Phase F — Verify + PR
Task F1: Full test + parity + PR
- Step 1:
dotnet test windows/welcome/SilverOS.Welcome.sln -c Release-> all green. - Step 2: Run the collector Pester:
pwsh -NoProfile -Command "$c=New-PesterConfiguration; $c.Run.Path='windows/tests/Collector.Tests.ps1'; $c.Output.Verbosity='Detailed'; $r=Invoke-Pester -Configuration $c -PassThru; if($r.FailedCount){throw $r.FailedCount}"-> 0 failures. - Step 3:
dotnet build windows/welcome/src/SilverOS.Welcome.App -c Release-> 0 errors. - Step 4: Use
superpowers:finishing-a-development-branchto open the PR (docs/winpe-preconfig-collector-> main). In the PR note the runner prerequisite: the CI Windows runner needs the ADK WinPE add-on (WinPE_OCscabs) forAdd-WindowsPackageto succeed; without it the collector isn't added and boot.wim assertions fail. The end-to-end (collector form in WinPE -> native account -> toolbox run-once) is verified on the next VM cycle.

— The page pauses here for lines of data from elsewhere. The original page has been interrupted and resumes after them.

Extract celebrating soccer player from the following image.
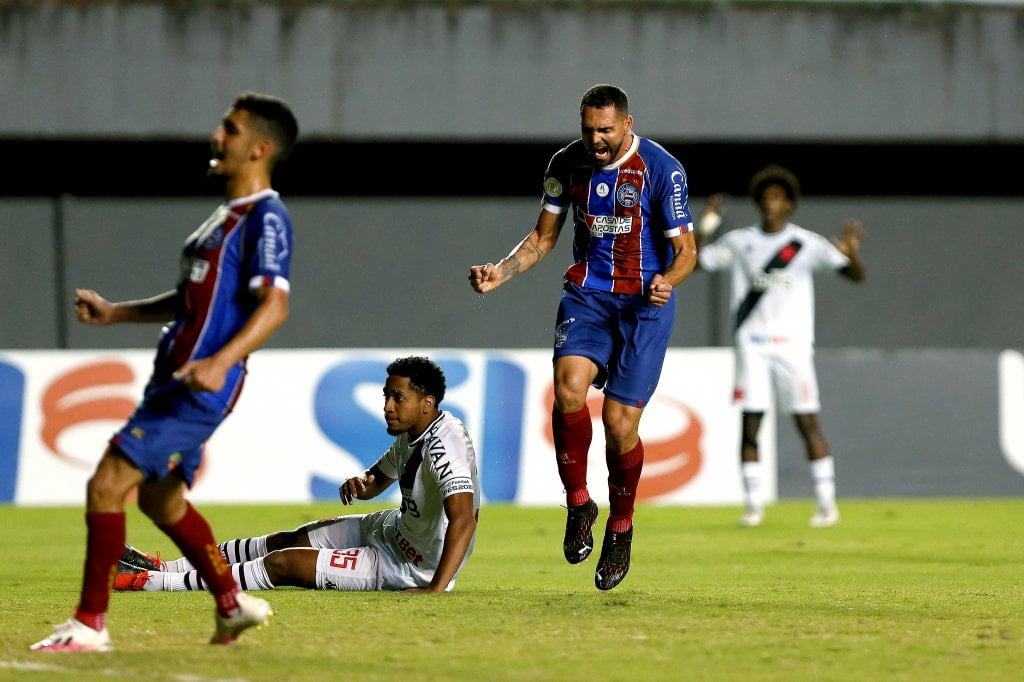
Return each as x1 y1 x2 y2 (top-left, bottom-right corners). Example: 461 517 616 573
31 93 298 651
469 85 696 590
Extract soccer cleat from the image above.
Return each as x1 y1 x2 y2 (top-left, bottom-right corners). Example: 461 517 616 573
594 526 633 590
29 619 114 652
118 545 163 573
807 507 839 528
114 570 150 592
562 500 597 563
210 592 273 644
739 507 765 528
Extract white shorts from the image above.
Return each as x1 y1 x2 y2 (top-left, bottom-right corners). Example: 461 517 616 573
303 509 426 590
734 343 821 415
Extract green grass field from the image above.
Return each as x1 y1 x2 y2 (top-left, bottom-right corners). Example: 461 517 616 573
0 500 1024 682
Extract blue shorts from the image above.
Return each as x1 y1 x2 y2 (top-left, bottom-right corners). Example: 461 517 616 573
111 388 224 487
555 285 676 408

Self-review notes (author)
- Spec coverage: collector scope (§2) -> A1/E1 (fields) ; WinForms UI (§2,§4a) -> E1 Collector.ps1 ; single admin (§2,§4b) -> B1 ; toolbox run-once+persist (§2,§4d) -> D2 ; handoff generated-answer-file + base64 (§2,§5) -> B1 ; hardening canonical in SetupComplete (§2) -> D1 (Apply drops hardening) + E2 ; preconfig contract (§4c) -> C1 ; build wiring (§4e) -> E1 ; fallback/SM_UNATTENDED (§4e,§6) -> E1 Start-Collector ; error handling fail-open (§6) -> C1 (loader) + E1 (collector fallback) ; security scrub + pin-clear (§7) -> E2 + C1/D2 ; testing (§8) -> A1/B1/C1 + E2 (Assert-IsoStructure) ; phasing (§9) -> SP2/SP3 left out.

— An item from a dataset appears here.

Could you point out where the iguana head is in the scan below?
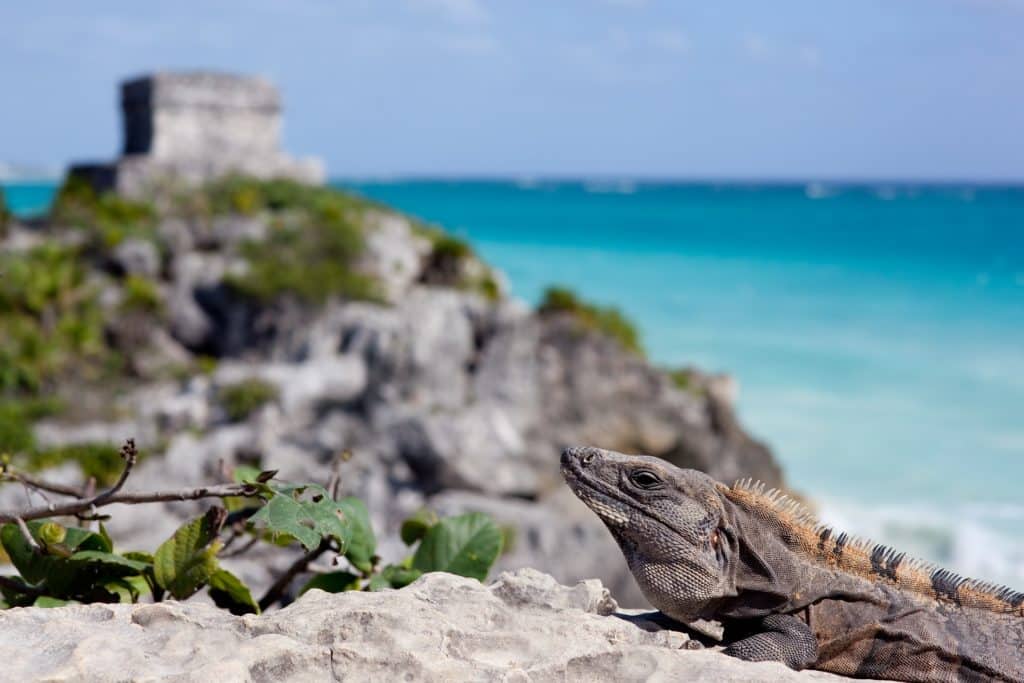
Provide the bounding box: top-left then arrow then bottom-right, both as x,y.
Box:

- Placeholder scan: none — the testable units carry full code; integration tasks carry the exact code/diffs. The one soft spot (Collector.ps1 WinForms body) is intentionally described not pasted, since UI isn't unit-tested and its logic delegates to the fully-specified
Test-Sm*/New-SmAnswerFile; the executor builds the form against those contracts. - Type consistency:
Test-SmUsername/Password/Pin/ComputerName(A1) reused by Collector.ps1 (E1).New-SmAnswerFileparam names (B1) = the hashtable Collector.ps1 splats.Preconfig/BitlockerConfig/AppsConfig+PreconfigStore.Load/ClearPin/IsConfigured/MarkConfigured(C1) used in D2.ApplyRequest(Flavour,BitLockerPin,Apps)(D1) used in ApplyStep (D2).IAppInstaller.InstallAsyncunchanged. - Known risk flagged in-place: ADK WinPE add-on on the runner (E1 warning + F1 PR note);
ComputerNamepass placement (B1 note).